Se intentó la interferencia de la ONU (Naciones Unidas), que envió una misión de mantenimiento de la paz al país a pedido del gobierno del Congo. La acción de la ONU, sin embargo, no tuvo efecto porque no hubo interferencia en disputas internas.

Diversas facciones vinieron a controlar el país que, para luchar, recibió el apoyo de las fuerzas mercenarias, grupos de Bélgica, Estados Unidos, Rhodesia y los portugueses que estaban en Angola.

Entre los episodios violentos, uno de ellos sorprendió a la opinión pública. El presidente Kasavau despidió al primer ministro Lumumba, que fue entregado a los rebeldes y luego asesinado.

Cuando la ONU retiró la fuerza de paz en 1963, Kasavadu designó a Tshombe como primer ministro y, por lo tanto, logró derrotar a las facciones rebeldes. Tshombe, sin embargo, fue despedido por el presidente, quien sufrió un golpe del ejército en 1965.

Mobutu

Como representante del ejército, Joseph-Désiré Mobutu (1930 – 1997) toma el poder y comienza una dictadura con el apoyo militar de grupos estadounidenses y europeos. Fue en 1990 que Mobutu estableció el multipartidismo en respuesta a la presión popular.

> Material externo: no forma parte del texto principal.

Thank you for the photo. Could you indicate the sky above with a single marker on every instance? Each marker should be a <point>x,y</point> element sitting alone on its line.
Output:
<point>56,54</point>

La presión popular también dio lugar a una huelga general en 1991, y una vez más, Mobutu cedió. Esta vez, concedió la amnistía a los exiliados. Permaneció en el poder hasta 1997, cuando tuvo que abandonar el país después de una serie de levantamientos promovidos por Laurent Kabila.

En sus 30 años en el poder, Mobutu cambió su nombre de Congo a República del Zaire en 1971, y abogó por la africanización de la región. El discurso, sin embargo, fue solo una fachada. En medio de la Guerra Fría, Estados Unidos apoyó las acciones del dictador con una política para evitar el control de la Unión Soviética en África central.

Mobutu instaló una dictadura personal que duró 30 años en el Congo

Desde Europa, el apoyo fue proporcionado por Francia. Los dos países tenían estrechas relaciones económicas y Charles De Gaulle realizó varias visitas al Congo cuando todavía se llamaba Zaire.

También hubo estrechas relaciones con Bélgica, que seguía interesada en mantener la explotación industrial de los depósitos congoleños.

La retirada de Mobutu del poder hizo que se reanudara el nombre de República del Congo. Los conflictos internos, sin embargo, no cesaron.

Congo en días actuales

La República Democrática del Congo es uno de los países más violentos del mundo. En esta parte del país, de solo 2,3 millones de metros cuadrados, 6 millones de víctimas han sido asesinadas. Fue la guerra la que causó más víctimas desde la Segunda Guerra Mundial (1939-1945).

Sin embargo, atravesados ​​por guerras étnicas, los conflictos representan disputas sobre el espacio y el control de los minerales congoleños que se introducen de contrabando en otros países, como Uganda, Burundi y Ruanda. Las guerras continuaron con eventos considerados extremadamente irrespetuosos con los derechos humanos. Asesinatos, violaciones y decapitaciones fueron comunes.